To put it another way, states can raise revenue whenever they want, through whatever means they want. If more money is needed for a particular state service, it can be raised through any type of tax.

It’s also a conceptually odd use of a sin tax, considering that the entire point of one is to discourage activities that are damaging to public or societal health. Alcohol and tobacco taxes artificially raise the market price of those goods because higher prices curb alcohol and tobacco use.

But here, the logic is reversed, and we are intentionally expanding the amount of gambling and gambling addiction in order to juice state revenue numbers.

Gaming out the future

Unfortunately, the horse is likely very far out of the barn. These industries are already huge lobbying players, and there’s very little historical precedent for re-criminalizing liberalized industries. The United States’s expansive First Amendment rights will likely make advertising restrictions difficult to pass, as with prescription drugs.

That said, some steps are available around the edges. Massachusetts banned all college advertising of sports betting, for instance. To a cynic, though, there’s something farcical about this now out-in-the-open and legal industry being “regulated” with bills that would, for instance, require a pop-up message about responsible gambling every 10 wagers.

A strange irony of all this is that sports gambling is not the most profitable, or addictive, industry in this sector. Oddsmaking is a skill; bookmakers can set the odds incorrectly or simply get unlucky and have to pay out considerable winnings.
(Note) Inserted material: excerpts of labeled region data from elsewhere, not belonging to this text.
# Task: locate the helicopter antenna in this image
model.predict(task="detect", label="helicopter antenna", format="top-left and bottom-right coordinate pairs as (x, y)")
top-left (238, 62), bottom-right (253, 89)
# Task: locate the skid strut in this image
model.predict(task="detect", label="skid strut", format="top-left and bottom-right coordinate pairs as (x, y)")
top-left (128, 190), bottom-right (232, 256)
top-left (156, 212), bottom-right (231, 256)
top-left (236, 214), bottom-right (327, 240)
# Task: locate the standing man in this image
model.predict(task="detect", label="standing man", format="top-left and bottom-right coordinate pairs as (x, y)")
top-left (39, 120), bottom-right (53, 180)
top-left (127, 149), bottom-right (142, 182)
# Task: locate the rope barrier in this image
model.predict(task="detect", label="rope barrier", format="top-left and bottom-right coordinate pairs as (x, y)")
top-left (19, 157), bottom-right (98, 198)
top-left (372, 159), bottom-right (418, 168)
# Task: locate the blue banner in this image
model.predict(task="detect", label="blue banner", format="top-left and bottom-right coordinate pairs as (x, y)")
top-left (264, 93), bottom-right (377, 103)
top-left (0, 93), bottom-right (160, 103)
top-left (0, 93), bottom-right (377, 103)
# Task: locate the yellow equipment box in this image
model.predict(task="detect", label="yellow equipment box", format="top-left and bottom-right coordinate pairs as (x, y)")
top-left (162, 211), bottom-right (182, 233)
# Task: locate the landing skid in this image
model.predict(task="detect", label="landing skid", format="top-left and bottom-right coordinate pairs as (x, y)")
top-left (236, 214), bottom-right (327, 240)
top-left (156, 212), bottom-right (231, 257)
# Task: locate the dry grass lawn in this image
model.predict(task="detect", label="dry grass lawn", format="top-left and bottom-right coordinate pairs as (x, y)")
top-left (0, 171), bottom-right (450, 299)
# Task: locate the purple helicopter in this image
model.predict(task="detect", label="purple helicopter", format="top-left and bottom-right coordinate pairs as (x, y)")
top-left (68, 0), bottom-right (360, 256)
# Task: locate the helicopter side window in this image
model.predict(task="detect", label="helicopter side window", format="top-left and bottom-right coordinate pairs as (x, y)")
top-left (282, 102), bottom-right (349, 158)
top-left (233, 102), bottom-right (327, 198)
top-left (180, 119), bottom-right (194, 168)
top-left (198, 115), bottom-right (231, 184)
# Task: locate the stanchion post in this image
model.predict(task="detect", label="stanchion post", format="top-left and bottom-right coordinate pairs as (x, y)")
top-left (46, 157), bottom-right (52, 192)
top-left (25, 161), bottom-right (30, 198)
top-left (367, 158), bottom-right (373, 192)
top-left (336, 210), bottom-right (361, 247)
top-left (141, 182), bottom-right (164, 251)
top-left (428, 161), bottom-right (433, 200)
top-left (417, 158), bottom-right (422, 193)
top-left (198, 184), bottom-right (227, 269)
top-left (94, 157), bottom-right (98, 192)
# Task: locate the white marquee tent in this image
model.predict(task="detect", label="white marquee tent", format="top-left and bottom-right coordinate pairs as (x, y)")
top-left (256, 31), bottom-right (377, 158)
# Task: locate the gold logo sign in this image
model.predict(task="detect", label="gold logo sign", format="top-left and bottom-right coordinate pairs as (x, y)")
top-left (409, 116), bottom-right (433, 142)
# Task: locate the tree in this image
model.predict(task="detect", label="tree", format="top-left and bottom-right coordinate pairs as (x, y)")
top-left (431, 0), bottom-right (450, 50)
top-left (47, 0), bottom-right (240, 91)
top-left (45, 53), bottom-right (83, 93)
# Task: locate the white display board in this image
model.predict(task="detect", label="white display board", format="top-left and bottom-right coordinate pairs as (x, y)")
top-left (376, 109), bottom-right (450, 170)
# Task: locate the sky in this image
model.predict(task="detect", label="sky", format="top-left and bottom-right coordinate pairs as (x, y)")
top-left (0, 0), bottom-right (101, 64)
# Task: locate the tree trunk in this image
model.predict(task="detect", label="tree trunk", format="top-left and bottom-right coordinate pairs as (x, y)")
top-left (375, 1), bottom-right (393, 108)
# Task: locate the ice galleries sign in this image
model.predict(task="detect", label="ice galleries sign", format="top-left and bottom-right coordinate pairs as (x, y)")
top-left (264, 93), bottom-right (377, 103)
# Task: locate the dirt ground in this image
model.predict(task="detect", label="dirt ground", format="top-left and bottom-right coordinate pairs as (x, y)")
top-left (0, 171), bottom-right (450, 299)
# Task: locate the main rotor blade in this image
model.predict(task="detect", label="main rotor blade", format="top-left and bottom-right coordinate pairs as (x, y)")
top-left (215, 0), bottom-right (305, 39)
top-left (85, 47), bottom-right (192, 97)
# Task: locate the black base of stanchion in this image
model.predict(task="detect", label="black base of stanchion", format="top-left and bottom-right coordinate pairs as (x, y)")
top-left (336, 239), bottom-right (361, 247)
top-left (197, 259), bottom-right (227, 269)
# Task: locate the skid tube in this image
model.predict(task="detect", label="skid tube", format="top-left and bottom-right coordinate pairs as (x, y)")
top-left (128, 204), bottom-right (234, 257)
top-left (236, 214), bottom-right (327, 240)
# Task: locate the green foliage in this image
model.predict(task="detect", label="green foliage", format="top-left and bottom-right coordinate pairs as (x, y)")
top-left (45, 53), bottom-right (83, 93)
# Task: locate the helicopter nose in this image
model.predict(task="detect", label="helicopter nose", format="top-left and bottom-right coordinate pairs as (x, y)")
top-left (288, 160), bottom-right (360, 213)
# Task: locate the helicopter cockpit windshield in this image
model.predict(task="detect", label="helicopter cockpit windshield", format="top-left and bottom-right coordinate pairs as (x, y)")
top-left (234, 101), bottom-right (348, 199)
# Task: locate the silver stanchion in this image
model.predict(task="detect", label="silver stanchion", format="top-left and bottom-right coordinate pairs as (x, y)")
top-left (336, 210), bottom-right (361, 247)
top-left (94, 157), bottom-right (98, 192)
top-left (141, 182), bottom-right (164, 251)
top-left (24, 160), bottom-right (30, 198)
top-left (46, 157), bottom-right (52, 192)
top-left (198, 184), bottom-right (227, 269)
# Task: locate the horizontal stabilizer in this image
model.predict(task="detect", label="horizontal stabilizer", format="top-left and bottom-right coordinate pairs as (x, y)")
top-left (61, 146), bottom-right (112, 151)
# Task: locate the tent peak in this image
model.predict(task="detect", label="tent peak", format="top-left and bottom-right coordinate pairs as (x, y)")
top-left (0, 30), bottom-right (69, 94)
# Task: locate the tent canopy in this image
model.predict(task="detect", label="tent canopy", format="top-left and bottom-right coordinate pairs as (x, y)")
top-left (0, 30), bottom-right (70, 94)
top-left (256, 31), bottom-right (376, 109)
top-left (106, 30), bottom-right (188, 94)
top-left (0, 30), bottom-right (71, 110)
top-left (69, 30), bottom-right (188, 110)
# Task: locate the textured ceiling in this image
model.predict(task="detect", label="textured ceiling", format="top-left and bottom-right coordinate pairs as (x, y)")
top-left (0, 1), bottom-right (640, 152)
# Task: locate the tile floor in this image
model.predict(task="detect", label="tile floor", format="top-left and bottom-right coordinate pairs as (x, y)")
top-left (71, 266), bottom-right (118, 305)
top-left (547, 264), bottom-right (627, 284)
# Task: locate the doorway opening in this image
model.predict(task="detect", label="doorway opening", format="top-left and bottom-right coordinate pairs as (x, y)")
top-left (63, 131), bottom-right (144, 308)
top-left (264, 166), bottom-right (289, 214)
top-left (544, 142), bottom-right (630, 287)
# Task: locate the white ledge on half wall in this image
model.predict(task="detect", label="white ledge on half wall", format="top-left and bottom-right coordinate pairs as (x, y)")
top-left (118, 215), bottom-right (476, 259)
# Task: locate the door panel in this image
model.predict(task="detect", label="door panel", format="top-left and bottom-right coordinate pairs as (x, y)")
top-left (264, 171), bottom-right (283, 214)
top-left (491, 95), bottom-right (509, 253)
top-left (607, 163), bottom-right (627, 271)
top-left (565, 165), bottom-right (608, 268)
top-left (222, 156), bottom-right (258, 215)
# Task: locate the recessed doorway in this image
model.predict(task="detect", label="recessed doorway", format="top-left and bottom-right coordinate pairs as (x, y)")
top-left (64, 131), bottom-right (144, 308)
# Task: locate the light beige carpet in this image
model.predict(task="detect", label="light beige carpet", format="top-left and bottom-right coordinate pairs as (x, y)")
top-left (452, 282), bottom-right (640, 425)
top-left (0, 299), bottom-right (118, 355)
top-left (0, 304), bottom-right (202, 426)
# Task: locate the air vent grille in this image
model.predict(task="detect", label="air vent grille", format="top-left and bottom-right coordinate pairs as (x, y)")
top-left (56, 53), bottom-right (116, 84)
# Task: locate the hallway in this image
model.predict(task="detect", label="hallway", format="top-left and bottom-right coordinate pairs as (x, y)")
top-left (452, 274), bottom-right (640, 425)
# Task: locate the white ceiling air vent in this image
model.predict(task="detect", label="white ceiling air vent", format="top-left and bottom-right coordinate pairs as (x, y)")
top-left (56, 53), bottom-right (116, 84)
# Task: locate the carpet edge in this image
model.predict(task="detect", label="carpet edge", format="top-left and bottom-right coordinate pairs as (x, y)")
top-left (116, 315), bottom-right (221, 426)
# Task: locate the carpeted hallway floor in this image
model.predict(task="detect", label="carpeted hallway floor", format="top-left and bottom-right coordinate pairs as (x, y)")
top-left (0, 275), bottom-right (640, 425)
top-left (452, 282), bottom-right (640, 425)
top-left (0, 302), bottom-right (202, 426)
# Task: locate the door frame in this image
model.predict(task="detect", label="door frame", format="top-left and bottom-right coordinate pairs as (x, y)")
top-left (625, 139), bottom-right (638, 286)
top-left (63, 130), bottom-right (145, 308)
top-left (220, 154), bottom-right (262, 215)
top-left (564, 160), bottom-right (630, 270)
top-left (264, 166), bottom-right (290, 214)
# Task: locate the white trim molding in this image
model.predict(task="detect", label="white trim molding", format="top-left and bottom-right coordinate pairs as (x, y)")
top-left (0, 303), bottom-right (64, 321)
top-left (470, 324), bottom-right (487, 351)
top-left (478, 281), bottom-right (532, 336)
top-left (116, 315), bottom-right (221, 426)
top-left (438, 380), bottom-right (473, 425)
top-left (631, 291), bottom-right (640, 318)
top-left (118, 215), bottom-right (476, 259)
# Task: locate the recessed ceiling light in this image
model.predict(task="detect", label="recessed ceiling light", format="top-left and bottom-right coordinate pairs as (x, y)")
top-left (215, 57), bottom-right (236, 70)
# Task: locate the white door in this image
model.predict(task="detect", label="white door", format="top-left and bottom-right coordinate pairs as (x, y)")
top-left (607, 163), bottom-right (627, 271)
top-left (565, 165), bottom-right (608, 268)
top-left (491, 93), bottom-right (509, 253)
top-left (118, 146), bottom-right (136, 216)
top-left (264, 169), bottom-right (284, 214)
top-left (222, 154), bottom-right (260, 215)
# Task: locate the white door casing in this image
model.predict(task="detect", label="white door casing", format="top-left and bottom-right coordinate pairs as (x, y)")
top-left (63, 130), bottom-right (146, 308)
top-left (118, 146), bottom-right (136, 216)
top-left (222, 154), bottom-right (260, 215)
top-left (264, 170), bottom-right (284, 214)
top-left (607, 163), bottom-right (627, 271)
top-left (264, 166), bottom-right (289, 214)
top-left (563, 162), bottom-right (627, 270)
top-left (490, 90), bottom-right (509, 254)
Which is why, as the Times reports, the end goal is full “casino” gambling on your phone — slot machines, roulette, and so on. The industry has tried to rebrand this as iGaming, with the chief executive of DraftKings telling lawmakers at a conference: “It is time for your state to add iGaming … Not in the future, but now.”

One policy error has already been made across much of the United States. It’s not too late to prevent another one.

Jack Meserve is the managing editor of Democracy: A Journal of Ideas.